Center for Medical Genetics & Hunan Key Laboratory of Medical Genetics, School of Life Sciences, Central South University, Changsha, Hunan 410038, China.
Institute of Molecular Precision Medicine, Xiangya Hospital, Key Laboratory of Molecular Precision Medicine of Hunan Province, Central South University, Changsha, Hunan 410038, China.
Brief Bioinform. 2022 Jan 17;23(1). doi: 10.1093/bib/bbab475.
Investigating differentially methylated regions (DMRs) presented in different tissues or cell types can help to reveal the mechanisms behind the tissue-specific gene expression. The identified tissue-/disease-specific DMRs also can be used as feature markers for spotting the tissues-of-origins of cell-free DNA (cfDNA) in noninvasive diagnosis. In recent years, many methods have been proposed to detect DMRs. However, due to the lack of benchmark DMRs, it is difficult for researchers to choose proper methods and select desirable DMR sets for downstream studies. The application of DMRs, used as feature markers, can be benefited by the longer length of DMRs containing more CpG sites when a threshold is given for the methylation differences of DMRs. According to this, two metrics ($Qn$ and $Ql$), in which the CpG numbers and lengths of DMRs with different methylation differences are weighted differently, are proposed in this paper to evaluate the DMR sets predicted by different methods on BS-seq data. DMR sets predicted by eight methods on both simulated datasets and real BS-seq datasets are evaluated by the proposed metrics, the benchmark-based metrics, and the enrichment analysis of biological data, including genomic features, transcription factors and histones. The rank correlation analysis shows that the $Qn$ and $Ql$ are highly correlated to the benchmark metrics for simulated datasets and the biological data enrichment analysis for real BS-seq data. Therefore, with no need for additional biological data, the proposed metrics can help researchers selecting a more suitable DMR set on a certain BS-seq dataset.

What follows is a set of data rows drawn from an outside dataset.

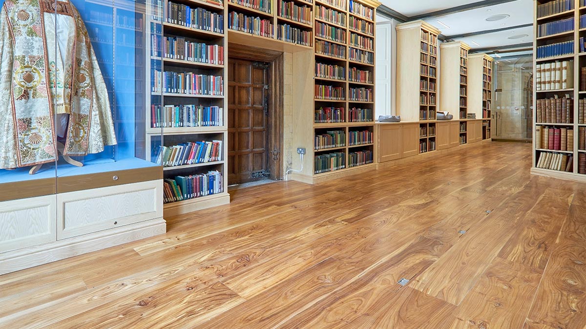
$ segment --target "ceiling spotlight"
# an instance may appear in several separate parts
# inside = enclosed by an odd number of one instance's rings
[[[491,16],[485,19],[487,22],[495,22],[496,20],[500,20],[502,19],[505,19],[506,18],[509,18],[511,15],[507,15],[506,13],[502,13],[499,15],[495,15]]]
[[[449,26],[448,26],[446,25],[445,24],[444,24],[444,23],[442,23],[442,22],[441,21],[440,21],[440,20],[438,20],[438,21],[437,21],[437,22],[438,22],[438,23],[440,24],[441,25],[442,25],[442,26],[444,26],[444,28],[445,28],[446,29],[449,29]]]
[[[529,35],[513,35],[513,36],[511,36],[509,37],[508,39],[510,39],[514,40],[514,39],[523,39],[523,38],[524,38],[524,37],[525,37],[526,36],[529,36]]]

研究不同组织或细胞类型中呈现的差异甲基化区域 (DMRs) 有助于揭示组织特异性基因表达背后的机制。鉴定出的组织/疾病特异性 DMRs 也可以用作特征标记物,用于在非侵入性诊断中发现无细胞游离 DNA (cfDNA) 的组织起源。近年来,已经提出了许多方法来检测 DMRs。然而,由于缺乏基准 DMRs,研究人员难以选择合适的方法和选择理想的 DMR 集进行下游研究。当为 DMR 的甲基化差异设定阈值时,包含更多 CpG 位点的较长长度的 DMR 可用作特征标记物,从而可以应用 DMR。根据这一点,本文提出了两个度量指标($Qn$ 和 $Ql$),其中不同甲基化差异的 DMR 的 CpG 数量和长度以不同的权重进行加权,用于评估 BS-seq 数据上不同方法预测的 DMR 集。使用本文提出的度量指标、基于基准的度量指标和包括基因组特征、转录因子和组蛋白在内的生物数据的富集分析,对八种方法在模拟数据集和真实 BS-seq 数据集上预测的 DMR 集进行了评估。等级相关分析表明,$Qn$ 和 $Ql$ 与模拟数据集的基准度量指标和真实 BS-seq 数据的生物数据富集分析高度相关。因此,无需额外的生物数据,本文提出的度量指标可以帮助研究人员在特定的 BS-seq 数据集上选择更合适的 DMR 集。